Transportation activity declined since the previous report. Inland waterway freight movements were impeded by low water levels on the Mississippi River. Air cargo contacts noted a dip in revenue year over year, which was attributed to inflation curbing consumer demand for goods. District transportation contacts noted minimal impact to supply chains from Hurricane Ian.
Banking and Finance
Activity slowed at financial institutions, particularly deposit growth. Banks reported increases in other types of funding besides traditional deposits, such as brokered deposits and borrowings from the Federal Home Loan Bank. Unrealized losses in securities prompting some institutions to reclassify securities from available-for-sale to held-to-maturity. Still, except for farmland loans, all major loan portfolios grew. Asset quality metrics were stable, although the level of nonperforming assets increased slightly. Financial institutions increased their provision for credit losses over concerns about a potential economic downturn. Improved earnings were driven by a higher net interest margin offsetting lower noninterest fee income.

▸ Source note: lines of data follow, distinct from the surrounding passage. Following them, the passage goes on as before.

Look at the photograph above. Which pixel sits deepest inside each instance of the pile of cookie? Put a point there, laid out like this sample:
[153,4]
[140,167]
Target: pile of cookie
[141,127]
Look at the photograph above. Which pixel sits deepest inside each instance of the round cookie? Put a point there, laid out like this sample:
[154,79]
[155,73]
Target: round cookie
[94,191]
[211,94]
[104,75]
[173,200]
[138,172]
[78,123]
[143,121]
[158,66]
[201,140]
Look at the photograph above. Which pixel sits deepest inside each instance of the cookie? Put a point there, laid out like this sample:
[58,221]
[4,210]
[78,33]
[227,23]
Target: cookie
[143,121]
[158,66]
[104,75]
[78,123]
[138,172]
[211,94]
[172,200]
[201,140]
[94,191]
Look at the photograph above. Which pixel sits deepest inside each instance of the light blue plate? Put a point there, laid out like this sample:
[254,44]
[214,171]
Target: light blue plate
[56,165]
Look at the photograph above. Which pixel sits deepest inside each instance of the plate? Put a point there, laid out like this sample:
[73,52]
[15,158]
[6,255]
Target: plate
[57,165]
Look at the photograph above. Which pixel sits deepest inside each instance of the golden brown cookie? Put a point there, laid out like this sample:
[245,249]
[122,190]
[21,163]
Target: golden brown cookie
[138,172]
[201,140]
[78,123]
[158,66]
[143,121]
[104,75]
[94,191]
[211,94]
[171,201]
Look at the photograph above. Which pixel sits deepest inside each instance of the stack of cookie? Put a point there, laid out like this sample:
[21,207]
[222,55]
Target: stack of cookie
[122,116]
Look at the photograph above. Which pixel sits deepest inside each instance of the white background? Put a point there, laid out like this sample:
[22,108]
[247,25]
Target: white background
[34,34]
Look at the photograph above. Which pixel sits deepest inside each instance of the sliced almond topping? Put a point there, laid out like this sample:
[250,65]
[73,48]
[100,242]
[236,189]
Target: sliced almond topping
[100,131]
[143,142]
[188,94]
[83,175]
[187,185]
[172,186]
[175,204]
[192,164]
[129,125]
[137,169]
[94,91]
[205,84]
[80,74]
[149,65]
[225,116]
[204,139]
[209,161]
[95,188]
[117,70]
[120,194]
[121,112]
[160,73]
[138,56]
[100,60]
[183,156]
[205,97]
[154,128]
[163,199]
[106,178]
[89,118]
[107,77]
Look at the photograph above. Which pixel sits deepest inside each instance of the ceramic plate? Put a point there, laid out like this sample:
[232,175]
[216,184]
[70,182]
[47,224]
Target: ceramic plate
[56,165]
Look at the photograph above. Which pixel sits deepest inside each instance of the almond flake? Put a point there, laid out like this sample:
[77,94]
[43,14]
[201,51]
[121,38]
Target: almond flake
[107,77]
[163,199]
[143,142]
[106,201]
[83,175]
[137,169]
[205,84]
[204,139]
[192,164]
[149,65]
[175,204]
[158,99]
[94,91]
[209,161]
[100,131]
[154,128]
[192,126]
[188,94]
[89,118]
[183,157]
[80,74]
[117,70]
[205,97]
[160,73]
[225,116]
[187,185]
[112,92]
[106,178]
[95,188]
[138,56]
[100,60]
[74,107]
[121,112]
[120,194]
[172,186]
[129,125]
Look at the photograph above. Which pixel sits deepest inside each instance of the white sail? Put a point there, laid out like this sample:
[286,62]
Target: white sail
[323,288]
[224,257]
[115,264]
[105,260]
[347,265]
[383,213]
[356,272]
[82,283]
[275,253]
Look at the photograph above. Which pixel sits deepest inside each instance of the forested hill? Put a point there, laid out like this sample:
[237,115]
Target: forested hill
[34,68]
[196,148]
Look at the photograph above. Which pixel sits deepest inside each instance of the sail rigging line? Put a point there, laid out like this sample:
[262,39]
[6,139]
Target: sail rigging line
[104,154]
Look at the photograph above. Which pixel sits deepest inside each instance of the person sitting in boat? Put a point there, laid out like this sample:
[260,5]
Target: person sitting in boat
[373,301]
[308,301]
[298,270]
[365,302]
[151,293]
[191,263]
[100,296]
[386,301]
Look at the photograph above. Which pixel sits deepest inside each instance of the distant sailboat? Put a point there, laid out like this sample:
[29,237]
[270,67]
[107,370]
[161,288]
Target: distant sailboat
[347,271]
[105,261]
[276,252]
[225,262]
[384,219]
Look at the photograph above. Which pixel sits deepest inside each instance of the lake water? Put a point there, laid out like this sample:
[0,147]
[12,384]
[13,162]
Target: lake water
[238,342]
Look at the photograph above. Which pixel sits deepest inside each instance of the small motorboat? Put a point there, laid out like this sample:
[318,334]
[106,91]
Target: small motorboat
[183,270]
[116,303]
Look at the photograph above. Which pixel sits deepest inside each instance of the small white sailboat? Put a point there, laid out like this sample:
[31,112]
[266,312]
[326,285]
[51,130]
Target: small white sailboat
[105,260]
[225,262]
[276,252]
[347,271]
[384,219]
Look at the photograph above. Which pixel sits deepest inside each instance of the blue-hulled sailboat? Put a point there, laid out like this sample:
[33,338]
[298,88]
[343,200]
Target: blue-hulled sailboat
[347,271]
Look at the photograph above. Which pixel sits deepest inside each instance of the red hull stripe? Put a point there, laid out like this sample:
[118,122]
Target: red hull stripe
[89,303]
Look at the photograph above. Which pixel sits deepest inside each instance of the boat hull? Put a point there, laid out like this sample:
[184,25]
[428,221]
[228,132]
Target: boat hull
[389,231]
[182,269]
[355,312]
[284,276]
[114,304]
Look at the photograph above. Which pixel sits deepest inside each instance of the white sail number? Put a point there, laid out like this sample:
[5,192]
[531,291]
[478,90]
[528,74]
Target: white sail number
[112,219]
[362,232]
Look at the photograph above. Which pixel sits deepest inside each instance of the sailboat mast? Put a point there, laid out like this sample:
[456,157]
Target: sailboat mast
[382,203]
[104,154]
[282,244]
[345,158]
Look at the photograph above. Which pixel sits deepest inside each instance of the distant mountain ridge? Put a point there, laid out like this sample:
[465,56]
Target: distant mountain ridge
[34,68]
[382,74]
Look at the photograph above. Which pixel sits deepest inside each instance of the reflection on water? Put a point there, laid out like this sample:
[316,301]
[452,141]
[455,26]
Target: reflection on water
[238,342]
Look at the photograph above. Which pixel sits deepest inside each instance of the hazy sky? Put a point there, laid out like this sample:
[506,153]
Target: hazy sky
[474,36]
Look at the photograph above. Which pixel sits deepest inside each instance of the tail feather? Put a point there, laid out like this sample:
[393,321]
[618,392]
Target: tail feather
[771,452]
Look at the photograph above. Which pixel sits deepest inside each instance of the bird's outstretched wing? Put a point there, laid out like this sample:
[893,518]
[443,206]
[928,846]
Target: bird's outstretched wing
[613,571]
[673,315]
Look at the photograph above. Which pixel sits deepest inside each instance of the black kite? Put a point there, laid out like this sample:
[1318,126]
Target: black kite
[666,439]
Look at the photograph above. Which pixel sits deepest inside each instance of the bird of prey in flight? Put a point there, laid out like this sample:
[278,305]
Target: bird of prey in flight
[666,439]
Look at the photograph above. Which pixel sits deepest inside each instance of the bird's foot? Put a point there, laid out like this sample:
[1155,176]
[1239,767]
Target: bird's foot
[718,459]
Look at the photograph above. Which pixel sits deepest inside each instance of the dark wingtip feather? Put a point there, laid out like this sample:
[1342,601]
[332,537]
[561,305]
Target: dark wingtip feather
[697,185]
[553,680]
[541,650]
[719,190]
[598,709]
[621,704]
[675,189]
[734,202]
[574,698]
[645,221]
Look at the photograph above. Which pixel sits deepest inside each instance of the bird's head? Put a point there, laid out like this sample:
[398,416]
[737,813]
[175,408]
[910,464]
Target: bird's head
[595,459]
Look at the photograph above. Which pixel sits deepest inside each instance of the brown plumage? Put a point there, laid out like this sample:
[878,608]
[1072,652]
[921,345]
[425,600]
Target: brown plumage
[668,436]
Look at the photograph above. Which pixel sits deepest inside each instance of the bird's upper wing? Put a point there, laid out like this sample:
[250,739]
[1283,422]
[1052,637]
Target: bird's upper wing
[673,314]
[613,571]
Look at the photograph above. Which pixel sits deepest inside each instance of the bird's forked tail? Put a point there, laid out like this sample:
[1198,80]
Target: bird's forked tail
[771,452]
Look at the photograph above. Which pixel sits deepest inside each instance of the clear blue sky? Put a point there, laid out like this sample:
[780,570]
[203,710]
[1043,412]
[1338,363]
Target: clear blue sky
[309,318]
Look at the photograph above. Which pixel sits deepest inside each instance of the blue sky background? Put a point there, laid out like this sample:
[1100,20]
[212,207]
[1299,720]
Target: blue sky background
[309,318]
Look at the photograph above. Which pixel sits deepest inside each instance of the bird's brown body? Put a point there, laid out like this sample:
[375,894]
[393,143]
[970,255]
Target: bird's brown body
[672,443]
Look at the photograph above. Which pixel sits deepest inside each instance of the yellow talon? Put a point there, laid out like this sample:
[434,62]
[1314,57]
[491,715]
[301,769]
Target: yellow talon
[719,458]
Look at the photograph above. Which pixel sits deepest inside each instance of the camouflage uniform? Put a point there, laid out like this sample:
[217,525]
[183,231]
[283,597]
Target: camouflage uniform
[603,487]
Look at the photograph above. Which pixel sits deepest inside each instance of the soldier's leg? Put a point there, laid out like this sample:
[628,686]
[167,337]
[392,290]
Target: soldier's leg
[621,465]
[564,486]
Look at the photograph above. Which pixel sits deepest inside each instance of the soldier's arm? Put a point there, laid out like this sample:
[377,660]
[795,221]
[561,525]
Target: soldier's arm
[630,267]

Oil and gas contacts reported strong demand amid ongoing supply constraints. Crude oil production rose, and refiners maintained high utilization rates. Contacts noted that the region faced challenges with low supplies of diesel fuel, as high prices in the Northeast limited pipeline deliveries to the Southeast. Several firms reported growing investments in energy production, as well as increasing renewable energy project backlogs, including investment in hydrogen, carbon capture, renewable natural gas, and wind-energy development projects. Utility providers reported increased power usage across all customers.
Agricultural conditions remained mixed. Cotton growers reported further softening of demand from textile manufacturers. Tariffs imposed on rice from India kept demand for domestic rice strong. Demand for chicken and cattle exceeded supply. In Florida, Hurricane Ian destroyed several herds of livestock and numerous crops, and citrus industry contacts expect damage to trees from the storm will exacerbate already strained production from disease in the coming years.